Introduction
Ontologies are complex artifacts that define the nature of data exchanged within enterprise applications, thus constraining their possible interpretations within the targeted domain(s). These definitory schemata for general knowledge properties, reusable across domains and applications, are crucial resources for open-ended software systems, such as Web applications or Question Answering systems. Notice that whenever unstructured data are involved, ontologies do not solve the interpretation problem as in public or internal sources of such information always require to map them into the proper concepts, relations or properties made available by the ontology itself.
Ontology acquisition
In these terms the role of natural language is central.

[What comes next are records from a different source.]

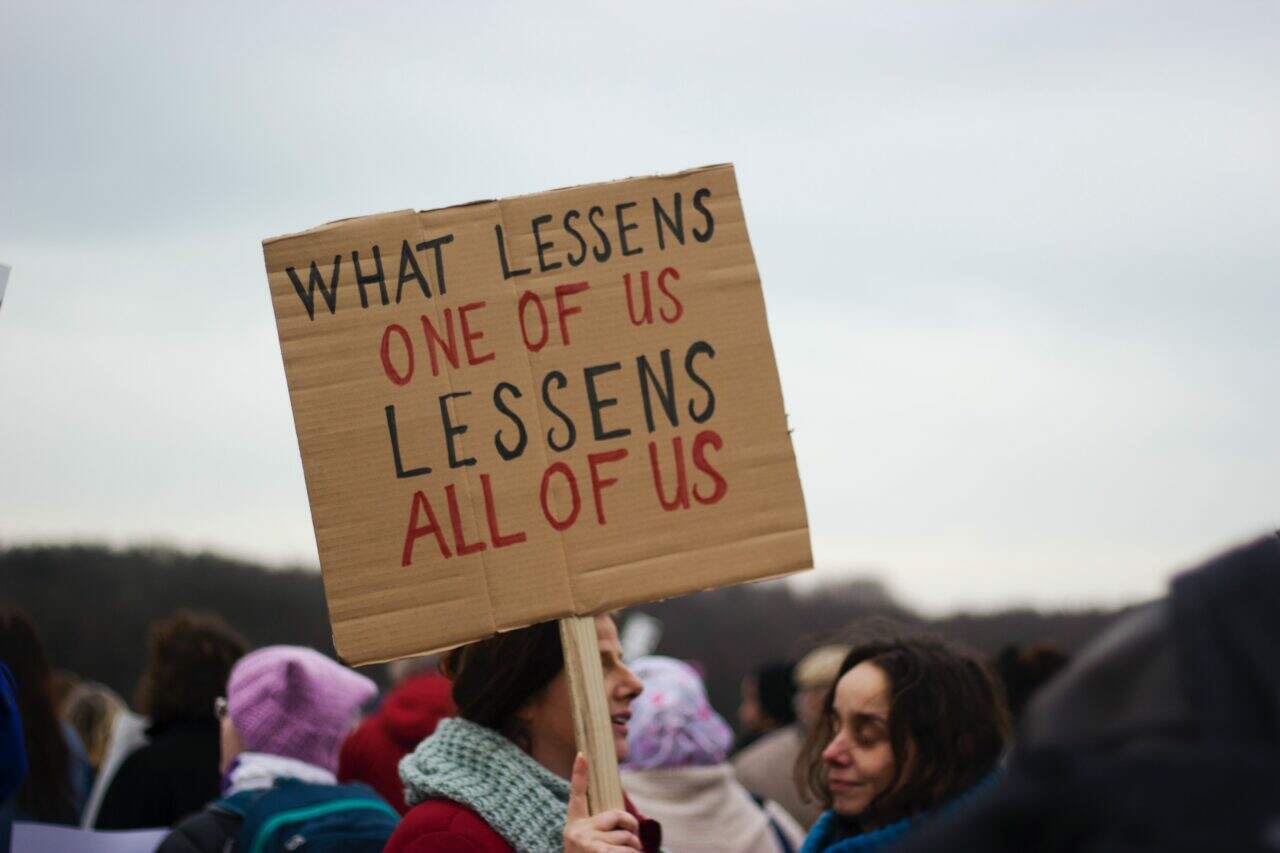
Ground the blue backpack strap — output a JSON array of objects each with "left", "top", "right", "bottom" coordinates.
[{"left": 236, "top": 780, "right": 399, "bottom": 853}]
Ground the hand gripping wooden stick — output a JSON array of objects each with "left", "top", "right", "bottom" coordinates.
[{"left": 559, "top": 616, "right": 626, "bottom": 815}]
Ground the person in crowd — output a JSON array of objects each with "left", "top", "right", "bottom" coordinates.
[
  {"left": 387, "top": 616, "right": 662, "bottom": 853},
  {"left": 60, "top": 681, "right": 125, "bottom": 774},
  {"left": 81, "top": 686, "right": 147, "bottom": 829},
  {"left": 0, "top": 662, "right": 27, "bottom": 850},
  {"left": 0, "top": 596, "right": 93, "bottom": 825},
  {"left": 157, "top": 646, "right": 399, "bottom": 853},
  {"left": 95, "top": 611, "right": 247, "bottom": 829},
  {"left": 338, "top": 672, "right": 457, "bottom": 815},
  {"left": 904, "top": 535, "right": 1280, "bottom": 853},
  {"left": 796, "top": 638, "right": 1009, "bottom": 853},
  {"left": 736, "top": 661, "right": 796, "bottom": 751},
  {"left": 733, "top": 646, "right": 849, "bottom": 830},
  {"left": 992, "top": 643, "right": 1069, "bottom": 726},
  {"left": 622, "top": 657, "right": 804, "bottom": 853}
]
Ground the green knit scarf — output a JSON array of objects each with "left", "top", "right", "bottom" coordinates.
[{"left": 399, "top": 717, "right": 568, "bottom": 853}]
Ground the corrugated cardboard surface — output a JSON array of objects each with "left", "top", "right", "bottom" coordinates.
[{"left": 264, "top": 165, "right": 812, "bottom": 663}]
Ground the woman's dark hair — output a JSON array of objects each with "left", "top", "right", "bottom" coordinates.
[
  {"left": 755, "top": 662, "right": 796, "bottom": 726},
  {"left": 440, "top": 614, "right": 564, "bottom": 749},
  {"left": 0, "top": 603, "right": 78, "bottom": 824},
  {"left": 138, "top": 610, "right": 248, "bottom": 725},
  {"left": 796, "top": 637, "right": 1009, "bottom": 825}
]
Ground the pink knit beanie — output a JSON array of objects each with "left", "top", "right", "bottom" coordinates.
[{"left": 227, "top": 646, "right": 378, "bottom": 772}]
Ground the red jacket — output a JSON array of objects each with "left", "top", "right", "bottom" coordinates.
[
  {"left": 383, "top": 799, "right": 662, "bottom": 853},
  {"left": 338, "top": 674, "right": 457, "bottom": 815}
]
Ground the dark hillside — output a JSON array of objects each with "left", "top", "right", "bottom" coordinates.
[{"left": 0, "top": 546, "right": 1114, "bottom": 721}]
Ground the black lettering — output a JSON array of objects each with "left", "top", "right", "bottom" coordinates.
[
  {"left": 387, "top": 406, "right": 431, "bottom": 479},
  {"left": 543, "top": 370, "right": 577, "bottom": 453},
  {"left": 284, "top": 255, "right": 342, "bottom": 320},
  {"left": 613, "top": 201, "right": 644, "bottom": 256},
  {"left": 351, "top": 246, "right": 390, "bottom": 307},
  {"left": 586, "top": 205, "right": 613, "bottom": 264},
  {"left": 582, "top": 361, "right": 631, "bottom": 442},
  {"left": 694, "top": 187, "right": 716, "bottom": 243},
  {"left": 493, "top": 225, "right": 534, "bottom": 282},
  {"left": 417, "top": 234, "right": 453, "bottom": 296},
  {"left": 493, "top": 382, "right": 529, "bottom": 462},
  {"left": 653, "top": 192, "right": 685, "bottom": 248},
  {"left": 685, "top": 341, "right": 716, "bottom": 424},
  {"left": 440, "top": 391, "right": 476, "bottom": 467},
  {"left": 534, "top": 214, "right": 563, "bottom": 273},
  {"left": 396, "top": 240, "right": 431, "bottom": 305},
  {"left": 636, "top": 350, "right": 680, "bottom": 433},
  {"left": 564, "top": 210, "right": 586, "bottom": 266}
]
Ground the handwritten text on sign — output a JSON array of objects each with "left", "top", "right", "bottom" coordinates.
[{"left": 265, "top": 167, "right": 809, "bottom": 662}]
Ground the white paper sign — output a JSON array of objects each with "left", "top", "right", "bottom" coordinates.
[{"left": 12, "top": 821, "right": 169, "bottom": 853}]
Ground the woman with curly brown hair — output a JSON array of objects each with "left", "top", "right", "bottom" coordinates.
[
  {"left": 96, "top": 611, "right": 248, "bottom": 829},
  {"left": 796, "top": 639, "right": 1009, "bottom": 853}
]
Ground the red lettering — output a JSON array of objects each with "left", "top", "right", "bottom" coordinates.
[
  {"left": 480, "top": 474, "right": 529, "bottom": 548},
  {"left": 649, "top": 435, "right": 689, "bottom": 512},
  {"left": 517, "top": 291, "right": 550, "bottom": 352},
  {"left": 458, "top": 302, "right": 494, "bottom": 365},
  {"left": 586, "top": 448, "right": 627, "bottom": 524},
  {"left": 422, "top": 309, "right": 460, "bottom": 377},
  {"left": 658, "top": 266, "right": 685, "bottom": 323},
  {"left": 401, "top": 492, "right": 453, "bottom": 566},
  {"left": 541, "top": 462, "right": 582, "bottom": 530},
  {"left": 622, "top": 270, "right": 653, "bottom": 325},
  {"left": 556, "top": 282, "right": 589, "bottom": 346},
  {"left": 692, "top": 429, "right": 728, "bottom": 503},
  {"left": 381, "top": 323, "right": 413, "bottom": 386}
]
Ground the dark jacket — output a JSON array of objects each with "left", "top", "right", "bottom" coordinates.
[
  {"left": 156, "top": 779, "right": 399, "bottom": 853},
  {"left": 156, "top": 803, "right": 244, "bottom": 853},
  {"left": 96, "top": 719, "right": 221, "bottom": 829},
  {"left": 338, "top": 674, "right": 456, "bottom": 815},
  {"left": 902, "top": 537, "right": 1280, "bottom": 853},
  {"left": 385, "top": 799, "right": 662, "bottom": 853}
]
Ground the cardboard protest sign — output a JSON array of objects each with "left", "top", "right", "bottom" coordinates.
[{"left": 264, "top": 165, "right": 812, "bottom": 663}]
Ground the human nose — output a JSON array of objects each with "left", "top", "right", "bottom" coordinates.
[
  {"left": 618, "top": 662, "right": 644, "bottom": 702},
  {"left": 822, "top": 731, "right": 849, "bottom": 767}
]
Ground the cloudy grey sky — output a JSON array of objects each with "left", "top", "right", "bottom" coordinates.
[{"left": 0, "top": 0, "right": 1280, "bottom": 611}]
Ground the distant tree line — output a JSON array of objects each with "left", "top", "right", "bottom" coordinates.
[{"left": 0, "top": 546, "right": 1116, "bottom": 721}]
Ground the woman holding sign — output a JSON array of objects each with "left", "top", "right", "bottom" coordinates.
[
  {"left": 387, "top": 616, "right": 660, "bottom": 853},
  {"left": 797, "top": 639, "right": 1009, "bottom": 853}
]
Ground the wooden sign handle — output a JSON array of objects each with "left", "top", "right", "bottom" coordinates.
[{"left": 559, "top": 616, "right": 625, "bottom": 815}]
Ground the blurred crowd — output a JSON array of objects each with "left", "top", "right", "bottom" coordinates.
[{"left": 0, "top": 537, "right": 1280, "bottom": 853}]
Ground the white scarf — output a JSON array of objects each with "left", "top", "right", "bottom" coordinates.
[{"left": 224, "top": 752, "right": 338, "bottom": 797}]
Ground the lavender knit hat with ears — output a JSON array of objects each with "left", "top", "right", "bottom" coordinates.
[
  {"left": 227, "top": 646, "right": 378, "bottom": 772},
  {"left": 623, "top": 656, "right": 733, "bottom": 770}
]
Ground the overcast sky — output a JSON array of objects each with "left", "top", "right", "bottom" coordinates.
[{"left": 0, "top": 0, "right": 1280, "bottom": 612}]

Natural language is at the cross-road of the development, acquisition and engineering of knowledge in every domain, as before any agreement about a real-world truth is achieved, it is linguistically expressed. As a consequence, every knowledge development process, where facts and properties of entities are to be recognized and synthesized, is fully immersed into a stream of linguistic phenomena, ranging from draft documents to scientific papers, from messages to spoken dialogues, from personal communications to technical reports. In these terms, ontology acquisition is the assessment of information from the huge realm of heterogeneous linguistic observations to the formalized world of some logical formalism able to axiomatize facts and determine truth-conditional models for the resulting Knowledge Base. A further role for natural languages is the one that allow the use of ontologies within applications, as they are the dictionary by which truth is communicated to the human users: in this case the agreement about the exchanged information is achieved when the proper linguistic translation of an ontological fact is made available.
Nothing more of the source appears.